As a sweeping statement, that line is no more than another rung in the caste system. It lets the rest of us off the hook. When we see someone suffering, we can dismiss it because “…they are exactly where they are meant to be.” If we are miserable ourselves and lack the courage to seize control, we can dismiss it because “…we are exactly where we are meant to be.” In that case we can hang out and wait for someone else, maybe God, to perform the miracle that will rescue us. Worst of all, if through no fault of our own, we are in terrible pain or suffering from an excruciating loss, and this prayer is passed onto us, we are left in despair because the only conclusion we can draw is that, if this is true, we are meaningless to God and worse, God and the ones through whom God works, are masochists who have left us to suffer.

Are any of us “meant to be” in prison, ICU, or rehab? Not unless we have put ourselves there and they are the wombs of our rebirth. Otherwise, no. We “are meant to be” personally accountable, highly compassionate, joyful children of our Creator. This notion that we are other than that depicts us as victims on a never-ending karmic wheel. We may as well just stay put and see where it takes us. It will take us nowhere. The karmic wheel accounts for cause and effect (over lifetimes, if you’re a believer in that.) Stop the cause and you stop the effect. Personal accountability, not only for ourselves but in compassion for those who need us, puts us on a different course. Personal accountability makes us worthy instruments of God.  When we are personally accountable for ourselves, we can do God’s work.

You are exactly where you are meant to be if you are filled with a deep-seated peace, acceptance, compassion, and love for your fellow humans. If you are in pain that cannot be resolved and for which you have reached no acceptance—if you are lonely, unsettled, depressed, anxious, jealous, enraged, filled with hate or resentment—you are not where you are meant to be. Pain is a reset button.  Don’t trust it. Get help.

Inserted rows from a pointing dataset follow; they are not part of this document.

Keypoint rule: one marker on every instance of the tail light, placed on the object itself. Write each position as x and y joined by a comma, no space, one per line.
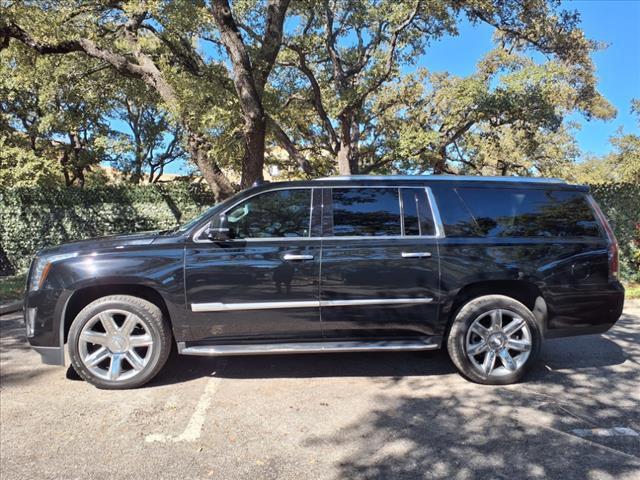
614,264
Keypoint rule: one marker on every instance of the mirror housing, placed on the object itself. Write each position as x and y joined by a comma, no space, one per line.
218,230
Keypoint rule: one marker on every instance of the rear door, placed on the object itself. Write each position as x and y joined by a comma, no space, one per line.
380,274
263,283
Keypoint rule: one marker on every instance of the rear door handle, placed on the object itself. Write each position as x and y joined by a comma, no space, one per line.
416,254
291,256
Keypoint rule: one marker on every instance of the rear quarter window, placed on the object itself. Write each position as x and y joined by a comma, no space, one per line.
529,212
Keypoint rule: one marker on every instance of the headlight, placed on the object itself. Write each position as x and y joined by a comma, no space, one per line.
41,268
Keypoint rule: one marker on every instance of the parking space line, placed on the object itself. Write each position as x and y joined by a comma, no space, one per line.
606,432
193,430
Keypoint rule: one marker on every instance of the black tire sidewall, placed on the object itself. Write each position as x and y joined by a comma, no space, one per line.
149,313
466,315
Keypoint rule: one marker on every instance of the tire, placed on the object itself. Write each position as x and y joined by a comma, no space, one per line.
119,342
477,346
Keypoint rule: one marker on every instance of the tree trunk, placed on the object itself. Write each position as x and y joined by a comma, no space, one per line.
253,165
348,152
199,151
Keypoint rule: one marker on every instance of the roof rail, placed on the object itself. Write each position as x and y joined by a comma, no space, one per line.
465,178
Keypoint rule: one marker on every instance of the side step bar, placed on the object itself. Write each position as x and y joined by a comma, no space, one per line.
308,347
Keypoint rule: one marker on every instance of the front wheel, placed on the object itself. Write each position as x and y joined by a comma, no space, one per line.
119,342
494,340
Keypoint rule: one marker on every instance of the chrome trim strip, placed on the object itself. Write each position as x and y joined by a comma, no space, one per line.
231,307
415,254
310,347
228,307
448,178
373,301
437,220
434,211
294,257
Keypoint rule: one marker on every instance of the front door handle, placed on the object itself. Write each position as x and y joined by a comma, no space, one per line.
291,256
416,254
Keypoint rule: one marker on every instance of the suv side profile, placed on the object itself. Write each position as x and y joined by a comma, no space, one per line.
486,267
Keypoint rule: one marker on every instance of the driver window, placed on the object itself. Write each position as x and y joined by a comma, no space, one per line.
279,213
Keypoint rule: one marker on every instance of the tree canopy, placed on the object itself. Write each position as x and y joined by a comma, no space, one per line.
333,83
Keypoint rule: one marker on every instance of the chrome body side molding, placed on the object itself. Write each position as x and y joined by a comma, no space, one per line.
226,307
310,347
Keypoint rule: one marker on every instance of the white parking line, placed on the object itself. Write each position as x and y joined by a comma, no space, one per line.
606,432
193,430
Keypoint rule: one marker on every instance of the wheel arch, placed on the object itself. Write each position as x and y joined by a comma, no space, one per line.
527,293
84,296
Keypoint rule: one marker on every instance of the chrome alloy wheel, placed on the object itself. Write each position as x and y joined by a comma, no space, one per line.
498,343
115,345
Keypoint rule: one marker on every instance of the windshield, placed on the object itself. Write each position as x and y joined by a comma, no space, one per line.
195,220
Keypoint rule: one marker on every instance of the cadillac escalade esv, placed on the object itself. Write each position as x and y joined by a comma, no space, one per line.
484,267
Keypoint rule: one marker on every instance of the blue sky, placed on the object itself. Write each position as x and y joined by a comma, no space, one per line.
614,22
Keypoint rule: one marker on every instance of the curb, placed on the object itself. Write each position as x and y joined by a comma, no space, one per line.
11,307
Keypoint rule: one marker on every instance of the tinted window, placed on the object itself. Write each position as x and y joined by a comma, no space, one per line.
456,218
530,213
281,213
366,211
417,213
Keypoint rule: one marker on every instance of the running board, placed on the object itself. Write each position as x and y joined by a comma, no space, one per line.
308,347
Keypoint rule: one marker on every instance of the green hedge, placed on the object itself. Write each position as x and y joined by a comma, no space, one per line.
31,219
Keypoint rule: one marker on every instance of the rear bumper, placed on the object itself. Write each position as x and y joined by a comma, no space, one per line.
584,312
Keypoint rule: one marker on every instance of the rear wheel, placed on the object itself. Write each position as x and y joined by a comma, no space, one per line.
494,340
119,342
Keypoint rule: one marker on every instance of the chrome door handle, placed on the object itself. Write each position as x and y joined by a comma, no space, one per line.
416,254
291,256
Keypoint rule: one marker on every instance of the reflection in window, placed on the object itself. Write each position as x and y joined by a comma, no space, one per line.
417,213
280,213
366,212
530,213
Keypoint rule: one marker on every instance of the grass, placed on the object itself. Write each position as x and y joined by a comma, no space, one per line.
12,287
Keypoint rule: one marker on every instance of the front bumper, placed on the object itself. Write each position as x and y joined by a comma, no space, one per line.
50,355
44,313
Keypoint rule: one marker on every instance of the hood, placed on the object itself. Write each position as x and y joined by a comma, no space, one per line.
100,243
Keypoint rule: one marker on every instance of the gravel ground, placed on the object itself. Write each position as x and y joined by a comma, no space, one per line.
374,416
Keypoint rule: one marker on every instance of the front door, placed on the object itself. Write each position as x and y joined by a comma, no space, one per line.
380,273
263,283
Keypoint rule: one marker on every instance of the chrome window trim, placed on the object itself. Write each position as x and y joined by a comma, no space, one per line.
195,237
231,307
439,229
448,178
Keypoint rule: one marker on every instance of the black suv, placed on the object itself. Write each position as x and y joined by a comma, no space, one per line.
486,267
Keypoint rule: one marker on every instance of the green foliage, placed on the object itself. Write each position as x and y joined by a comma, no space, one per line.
621,204
621,165
34,218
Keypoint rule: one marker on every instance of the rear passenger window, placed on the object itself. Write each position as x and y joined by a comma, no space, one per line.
530,213
417,212
366,212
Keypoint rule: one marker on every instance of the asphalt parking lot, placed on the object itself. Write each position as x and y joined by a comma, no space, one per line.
374,416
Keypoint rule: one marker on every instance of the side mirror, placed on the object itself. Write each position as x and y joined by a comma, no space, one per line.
218,230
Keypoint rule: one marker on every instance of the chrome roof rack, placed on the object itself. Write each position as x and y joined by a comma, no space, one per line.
464,178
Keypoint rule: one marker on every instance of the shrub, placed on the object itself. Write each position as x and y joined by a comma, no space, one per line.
33,218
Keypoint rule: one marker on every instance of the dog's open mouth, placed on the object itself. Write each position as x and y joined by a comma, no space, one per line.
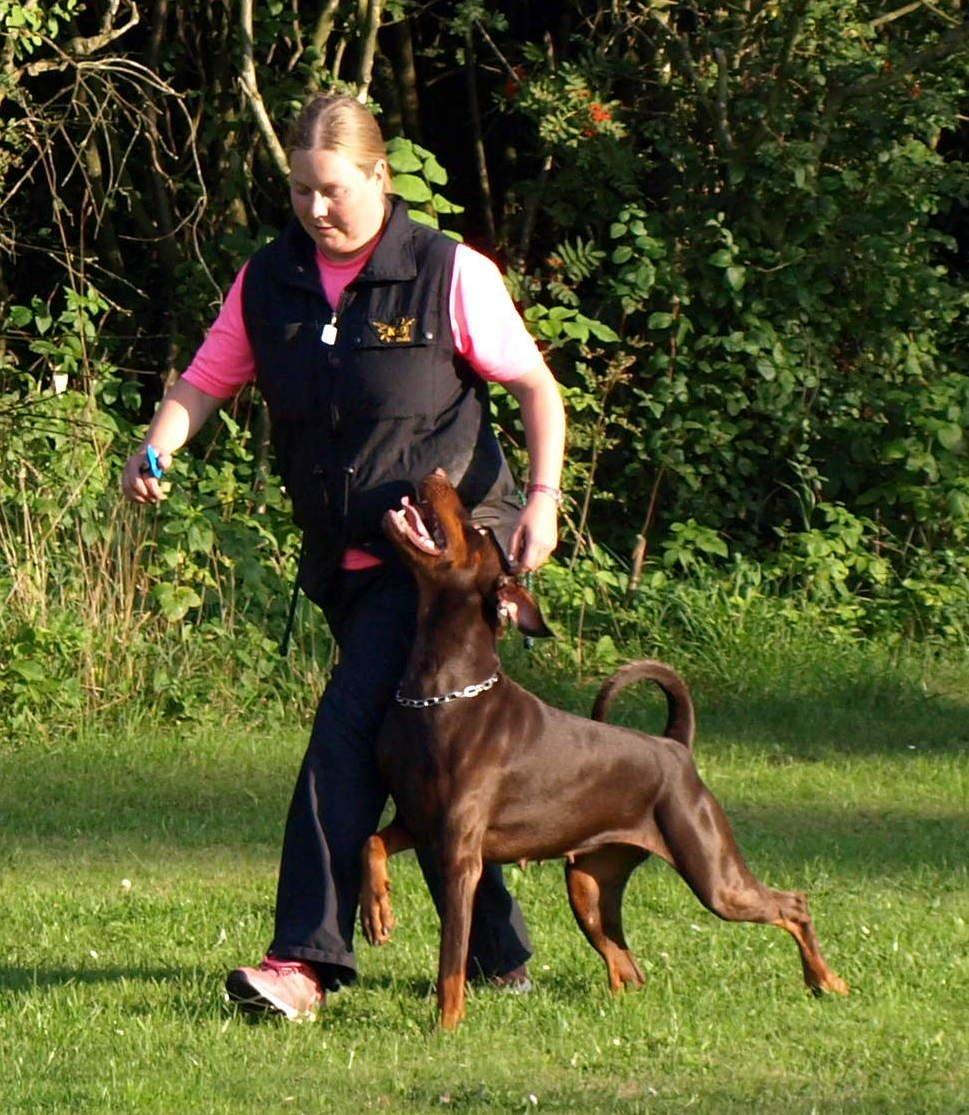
419,526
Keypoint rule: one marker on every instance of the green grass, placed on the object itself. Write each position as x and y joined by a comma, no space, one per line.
110,995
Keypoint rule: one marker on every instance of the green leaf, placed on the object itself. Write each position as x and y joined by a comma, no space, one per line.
600,330
434,172
950,436
412,188
423,217
736,278
403,160
28,669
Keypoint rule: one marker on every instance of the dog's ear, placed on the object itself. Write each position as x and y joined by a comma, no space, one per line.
517,604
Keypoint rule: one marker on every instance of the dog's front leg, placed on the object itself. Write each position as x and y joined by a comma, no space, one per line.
462,865
376,912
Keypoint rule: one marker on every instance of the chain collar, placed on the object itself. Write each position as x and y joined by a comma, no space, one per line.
480,687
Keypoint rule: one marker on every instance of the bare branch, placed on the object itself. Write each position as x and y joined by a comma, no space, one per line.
81,48
898,13
723,115
369,46
250,88
325,25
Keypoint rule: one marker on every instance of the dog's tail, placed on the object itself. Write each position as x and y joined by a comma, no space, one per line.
680,723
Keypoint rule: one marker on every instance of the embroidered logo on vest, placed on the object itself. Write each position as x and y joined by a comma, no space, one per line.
399,331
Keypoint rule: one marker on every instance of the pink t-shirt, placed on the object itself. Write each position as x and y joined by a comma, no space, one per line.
487,329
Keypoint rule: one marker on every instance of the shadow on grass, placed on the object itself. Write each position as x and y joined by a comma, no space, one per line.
884,723
29,979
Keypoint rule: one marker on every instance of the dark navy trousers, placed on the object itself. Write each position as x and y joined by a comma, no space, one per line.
339,795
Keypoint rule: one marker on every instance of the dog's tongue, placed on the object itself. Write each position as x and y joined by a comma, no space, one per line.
409,519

*Note: The prayer claims to be a novena, which it is not. The word “novena” is derived from the word “novem,” which is the Latin word for “nine.” A novena is very specific ritual of prayer said for nine straight days, prayed to a specific saint, invoked for a specific intention. This internet prayer is most often attributed to St. Therese, the Little Flower, also known as the Saint of Little Ways. Saint Therese was born in Lisieux, France in 1873 and died 24 years later in 1897. In spite of the fact that this “novena” is attributed to St. Therese, however, it is generally accompanied by images of Mother Teresa, who was born in Macedonia in 1910 and died in 1997. Mother Teresa has not yet been declared a saint, so she is not “Saint Teresa,” although she will no doubt be canonized one day. But the bigger truth is that neither of these women authored that prayer. I don’t know who did.